Wednesday, January 8, 2014

Marriage Material





Sathnam Sanghera
Marriage Material

William Heinemann, 2013

The novel tells the story of three generations of a family, which emigrated from India in the mid-60s. The story from today is told by 35-year-old Arjan Banga, whose grandfather moved his Punjabi family from India to a small British town of Wolverhampton. Head of the family, Mr. Bains himself first moved to England, and when he was settled, he moved his wife and two daughters Kamaljit and Surinder.

To a job in a factory Bains prefer to keep his own shop, which is inherited and passed to Arjan.

At present our narrator became moderately successful graphic designer, settled in London, found a partner, a white girl Freya, and already engaged to her. The wedding is scheduled for December, as Arjan’s father died suddenly from, as police puts it, natural causes.

After his father's funeral store Arjan runs the store along with his mother Kamaljit. Death of the shop’s owner happens exactly at the time of the London riots, spreading later across the country. The shop is temporarily closed and Arjan realizes that his mother is old and alonr, she can’t manage and protect the shop. But this shop is all that his mother has, and she never agrees to sell it. Arjan, too, doesn’t want to, becuae the shop is a kind of a family heirloom.

After Freya offers to put Kamaljit in an apartment complex for the elderly, Arjan has a quarrel with the bride and goes to Wolverhampton. At work, he is given a six-month leave, and Arjan's back where he once ran away from.

Together with Kamaljit he runs the shop, they took turns behind the counter, manage the stock, although the shop brings a small profit. Arjan is daily faced with racism on the part of buyers, even once grabbing a mop - to fight back a violent buyer.

Despite its title, Marriage Material is far from the average romance novel. And to be quite accurate, it is not romance novel at all but high-quality contemporary prose – marriages included.
There are several marriages in the novel, but the main one would not happen.

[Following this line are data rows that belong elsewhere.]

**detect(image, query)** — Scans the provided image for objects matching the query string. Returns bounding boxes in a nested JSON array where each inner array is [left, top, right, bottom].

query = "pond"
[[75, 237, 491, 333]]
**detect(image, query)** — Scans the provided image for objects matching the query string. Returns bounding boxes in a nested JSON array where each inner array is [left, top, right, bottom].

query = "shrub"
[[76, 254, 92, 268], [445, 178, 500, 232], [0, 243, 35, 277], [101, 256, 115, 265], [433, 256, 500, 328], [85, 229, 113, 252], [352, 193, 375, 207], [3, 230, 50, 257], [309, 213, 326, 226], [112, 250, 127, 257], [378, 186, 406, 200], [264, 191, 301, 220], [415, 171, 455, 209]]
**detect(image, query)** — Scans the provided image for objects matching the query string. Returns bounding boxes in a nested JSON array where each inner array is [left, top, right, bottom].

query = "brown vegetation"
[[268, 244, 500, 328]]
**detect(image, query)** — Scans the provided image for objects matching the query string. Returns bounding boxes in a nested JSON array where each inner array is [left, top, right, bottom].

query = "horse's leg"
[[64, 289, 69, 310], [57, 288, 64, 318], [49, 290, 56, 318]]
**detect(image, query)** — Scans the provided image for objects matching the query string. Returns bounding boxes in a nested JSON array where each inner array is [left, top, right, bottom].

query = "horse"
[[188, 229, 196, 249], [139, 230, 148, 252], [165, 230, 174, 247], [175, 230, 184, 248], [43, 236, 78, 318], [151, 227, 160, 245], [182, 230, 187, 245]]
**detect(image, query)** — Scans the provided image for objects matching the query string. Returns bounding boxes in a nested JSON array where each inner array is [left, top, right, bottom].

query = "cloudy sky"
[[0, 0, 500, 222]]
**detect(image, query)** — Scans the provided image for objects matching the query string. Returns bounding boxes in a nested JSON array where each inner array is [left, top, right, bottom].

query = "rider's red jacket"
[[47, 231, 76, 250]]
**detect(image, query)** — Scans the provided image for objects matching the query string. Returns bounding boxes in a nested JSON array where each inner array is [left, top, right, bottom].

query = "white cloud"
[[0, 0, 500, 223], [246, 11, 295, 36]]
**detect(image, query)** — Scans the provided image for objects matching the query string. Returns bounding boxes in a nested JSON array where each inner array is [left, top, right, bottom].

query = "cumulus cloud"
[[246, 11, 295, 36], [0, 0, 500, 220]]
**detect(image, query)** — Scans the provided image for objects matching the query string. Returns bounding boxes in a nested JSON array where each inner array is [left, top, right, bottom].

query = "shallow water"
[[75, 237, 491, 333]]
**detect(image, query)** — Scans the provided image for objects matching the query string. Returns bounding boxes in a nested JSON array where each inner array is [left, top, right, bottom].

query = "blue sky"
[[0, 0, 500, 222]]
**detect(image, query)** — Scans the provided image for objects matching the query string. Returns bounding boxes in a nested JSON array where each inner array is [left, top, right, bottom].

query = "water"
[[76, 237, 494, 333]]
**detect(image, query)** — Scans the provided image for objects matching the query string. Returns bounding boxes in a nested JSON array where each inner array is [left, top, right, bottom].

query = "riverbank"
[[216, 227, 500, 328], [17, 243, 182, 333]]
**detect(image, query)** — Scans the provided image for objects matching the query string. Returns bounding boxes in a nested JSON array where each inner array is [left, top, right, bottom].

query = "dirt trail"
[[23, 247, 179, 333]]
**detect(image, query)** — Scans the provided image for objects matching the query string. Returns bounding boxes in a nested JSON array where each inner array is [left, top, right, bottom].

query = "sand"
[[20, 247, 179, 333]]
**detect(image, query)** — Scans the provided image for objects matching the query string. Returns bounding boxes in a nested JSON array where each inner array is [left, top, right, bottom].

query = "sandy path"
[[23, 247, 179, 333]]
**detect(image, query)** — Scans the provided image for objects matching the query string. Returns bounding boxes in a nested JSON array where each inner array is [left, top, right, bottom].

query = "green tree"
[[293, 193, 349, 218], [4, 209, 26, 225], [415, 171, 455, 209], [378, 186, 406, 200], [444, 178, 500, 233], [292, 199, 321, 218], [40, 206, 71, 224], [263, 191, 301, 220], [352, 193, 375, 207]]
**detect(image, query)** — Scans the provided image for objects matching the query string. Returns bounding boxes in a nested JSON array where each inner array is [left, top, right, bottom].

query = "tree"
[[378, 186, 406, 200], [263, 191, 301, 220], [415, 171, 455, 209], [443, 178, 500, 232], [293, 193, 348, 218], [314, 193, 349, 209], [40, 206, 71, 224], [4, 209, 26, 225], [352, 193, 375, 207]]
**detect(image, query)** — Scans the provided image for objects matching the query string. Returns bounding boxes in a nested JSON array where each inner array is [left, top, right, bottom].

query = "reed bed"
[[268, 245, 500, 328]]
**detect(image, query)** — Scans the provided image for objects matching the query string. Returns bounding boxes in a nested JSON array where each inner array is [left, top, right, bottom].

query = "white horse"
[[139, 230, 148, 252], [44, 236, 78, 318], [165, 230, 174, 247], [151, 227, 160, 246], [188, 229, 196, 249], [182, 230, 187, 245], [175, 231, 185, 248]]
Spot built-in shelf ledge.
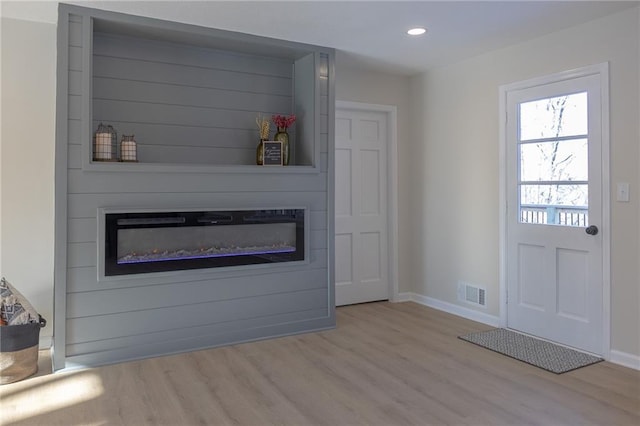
[83,161,321,174]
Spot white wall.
[410,7,640,356]
[0,17,56,345]
[336,58,411,293]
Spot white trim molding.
[336,101,401,302]
[608,349,640,371]
[397,292,500,327]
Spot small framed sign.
[262,141,283,166]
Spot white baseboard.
[396,292,640,370]
[608,349,640,370]
[38,336,53,350]
[398,292,500,327]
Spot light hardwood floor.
[0,302,640,426]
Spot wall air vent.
[458,281,487,307]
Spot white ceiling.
[3,0,640,75]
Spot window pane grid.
[517,92,589,226]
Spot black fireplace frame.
[99,208,306,279]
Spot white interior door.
[506,69,606,354]
[335,108,389,306]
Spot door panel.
[506,71,603,354]
[335,109,389,305]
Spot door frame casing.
[498,62,611,360]
[334,100,400,302]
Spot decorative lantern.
[93,123,118,161]
[120,135,138,162]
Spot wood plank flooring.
[0,302,640,426]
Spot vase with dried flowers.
[256,114,269,166]
[271,114,296,166]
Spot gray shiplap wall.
[54,5,335,369]
[93,33,295,165]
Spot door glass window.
[518,92,589,226]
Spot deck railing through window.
[520,204,589,226]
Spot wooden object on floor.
[0,302,640,425]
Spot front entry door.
[335,108,389,306]
[505,67,606,354]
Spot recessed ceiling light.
[407,28,427,35]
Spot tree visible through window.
[518,92,588,226]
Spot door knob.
[584,225,598,235]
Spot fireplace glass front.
[105,209,304,276]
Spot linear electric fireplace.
[104,209,305,277]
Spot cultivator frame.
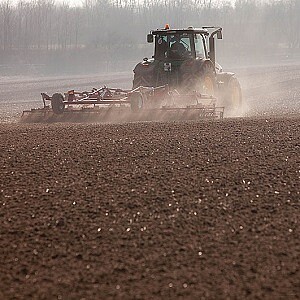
[21,85,224,122]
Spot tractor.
[133,25,242,112]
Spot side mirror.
[147,33,153,43]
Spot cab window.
[194,34,206,58]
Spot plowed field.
[0,62,300,299]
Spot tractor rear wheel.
[51,93,65,114]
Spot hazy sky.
[0,0,270,6]
[51,0,244,6]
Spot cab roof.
[151,27,209,35]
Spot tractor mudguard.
[133,59,155,89]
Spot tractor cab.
[151,27,208,61]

Arjat will break an engagement, cancel the wedding and the epilogue will leave us guessing. But it will be possible to compare the marriages that occurred and that didn’t.

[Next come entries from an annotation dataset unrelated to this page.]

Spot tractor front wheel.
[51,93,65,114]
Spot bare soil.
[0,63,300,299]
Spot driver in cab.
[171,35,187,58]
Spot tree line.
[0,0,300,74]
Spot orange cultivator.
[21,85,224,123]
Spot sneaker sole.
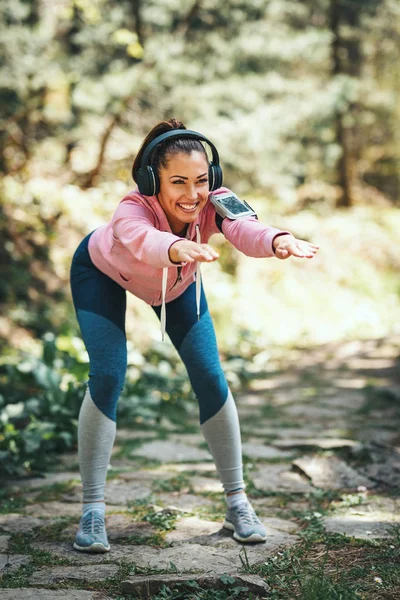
[223,520,267,543]
[74,542,111,554]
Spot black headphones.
[136,129,222,196]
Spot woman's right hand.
[169,240,219,263]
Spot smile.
[178,202,199,212]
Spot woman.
[71,119,317,552]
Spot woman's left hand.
[273,234,319,260]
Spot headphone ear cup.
[208,163,223,192]
[136,167,160,196]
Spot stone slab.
[165,517,221,544]
[62,479,151,505]
[190,476,224,494]
[250,464,315,494]
[323,514,394,540]
[29,565,119,585]
[129,539,288,575]
[115,428,156,443]
[0,513,53,533]
[32,540,297,574]
[1,588,111,600]
[0,535,11,552]
[6,471,81,490]
[293,455,376,490]
[242,441,293,460]
[271,437,361,450]
[0,554,30,576]
[24,501,82,518]
[165,517,299,548]
[121,573,270,599]
[155,492,215,512]
[282,404,346,422]
[132,440,212,463]
[61,514,156,542]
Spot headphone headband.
[140,129,219,169]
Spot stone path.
[0,336,400,600]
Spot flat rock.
[164,462,217,473]
[156,492,215,512]
[168,433,204,446]
[32,538,130,565]
[118,468,176,484]
[62,514,155,543]
[132,440,212,463]
[1,588,110,600]
[166,517,298,550]
[62,479,151,505]
[359,442,400,487]
[322,391,365,410]
[190,476,223,493]
[241,425,324,438]
[165,517,221,543]
[121,573,270,598]
[0,513,52,533]
[6,471,81,490]
[24,501,82,517]
[357,427,399,444]
[242,441,293,460]
[293,455,376,490]
[32,530,288,574]
[0,535,11,552]
[271,437,361,450]
[282,404,346,421]
[129,539,288,574]
[0,554,30,576]
[29,565,119,585]
[251,464,314,494]
[115,428,155,443]
[323,514,394,539]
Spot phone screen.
[217,196,249,215]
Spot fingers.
[275,240,319,259]
[175,242,219,262]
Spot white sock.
[82,502,106,515]
[225,490,249,508]
[78,386,115,504]
[201,390,244,493]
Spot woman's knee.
[89,370,125,421]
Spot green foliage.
[0,336,84,475]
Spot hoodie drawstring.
[196,225,201,321]
[160,225,201,341]
[161,267,168,341]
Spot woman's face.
[157,152,209,235]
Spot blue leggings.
[71,234,228,423]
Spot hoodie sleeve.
[222,217,291,258]
[209,187,291,258]
[112,202,182,268]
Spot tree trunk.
[330,0,352,207]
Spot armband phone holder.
[210,192,257,231]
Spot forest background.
[0,0,400,475]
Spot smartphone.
[210,192,257,219]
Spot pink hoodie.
[89,187,288,328]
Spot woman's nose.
[186,184,197,200]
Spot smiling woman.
[157,151,209,235]
[71,119,317,552]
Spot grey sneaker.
[74,510,110,552]
[224,502,267,542]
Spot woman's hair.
[132,119,208,181]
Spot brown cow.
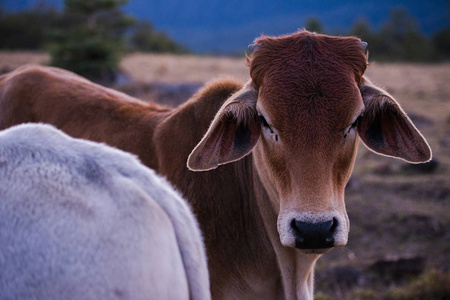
[0,31,431,299]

The present story becomes clearer and clearer on the background of the past, stories of two sisters. Sanger asks: have a lot of things changed there? Marriage to a white girl is not considered a crime within the family anymore, castes is a thing of the past, Asians already can drink, smoke and, as well as to engage in sexual relations before marriage.

Arjan on the example of his fate shows that Asian community no longer holds one who wants to escape. And even if the parents object to your choice, no one will stop you. But the increase in freedom does not remove all the problems. Racism still remains, caste is transformed into shackles of family business, brains are still valued less than diligence and obedience.

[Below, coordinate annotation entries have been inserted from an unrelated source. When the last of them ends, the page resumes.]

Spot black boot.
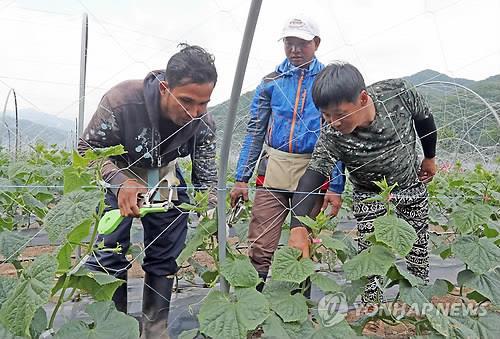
[292,278,311,299]
[111,273,127,314]
[255,272,267,293]
[141,273,174,339]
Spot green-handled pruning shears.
[97,176,179,234]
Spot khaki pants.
[248,188,323,272]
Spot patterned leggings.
[353,182,429,304]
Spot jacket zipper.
[288,70,304,153]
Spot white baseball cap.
[280,14,319,41]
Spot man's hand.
[288,227,309,258]
[118,179,147,218]
[418,158,437,183]
[229,181,248,207]
[321,191,342,217]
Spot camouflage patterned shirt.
[309,79,431,192]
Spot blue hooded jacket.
[235,58,345,193]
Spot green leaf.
[178,328,199,339]
[30,306,48,338]
[332,231,358,263]
[262,312,291,339]
[279,320,314,339]
[175,219,217,266]
[343,245,396,280]
[63,167,94,194]
[373,215,417,257]
[455,312,500,338]
[399,282,449,337]
[71,150,90,169]
[387,265,424,287]
[271,246,314,283]
[220,255,260,287]
[0,254,57,336]
[296,215,319,230]
[450,204,492,234]
[84,145,127,161]
[319,235,347,251]
[451,235,500,274]
[342,278,368,305]
[198,287,270,339]
[311,272,342,293]
[56,243,76,273]
[448,317,480,339]
[52,266,124,301]
[0,276,17,305]
[308,320,357,339]
[457,268,500,306]
[263,280,307,322]
[0,323,26,339]
[0,231,29,263]
[55,301,139,339]
[43,191,102,243]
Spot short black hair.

Both storylines are spiced with humor, of course, Asian one. Arjan in his narrative presents himself as an object of ridicule, also sneering Asians and parodying the gangster image of his rival. In the plotline of the past humor is there thanks to Surinder’s naivety, smart girl who had been a victim of a sleaze talker.

Sanghera writes clever prose interspersed with sentimentality, but without the melodrama. His observation of the Asian way of life is shrill and accurate. Sanghera is able to mask the details: the death of Arjan’s father at the beginning of the novel is quickly forgotten, but then cleverly played up.

Smooth style helps no less smooth plot, quite intense, although quite predictable. In the afterword, the author writes that the storyline about two sisters is a remix of the early XX century novel. This does not affect the perception of the novel, and sometimes remix is better than the original.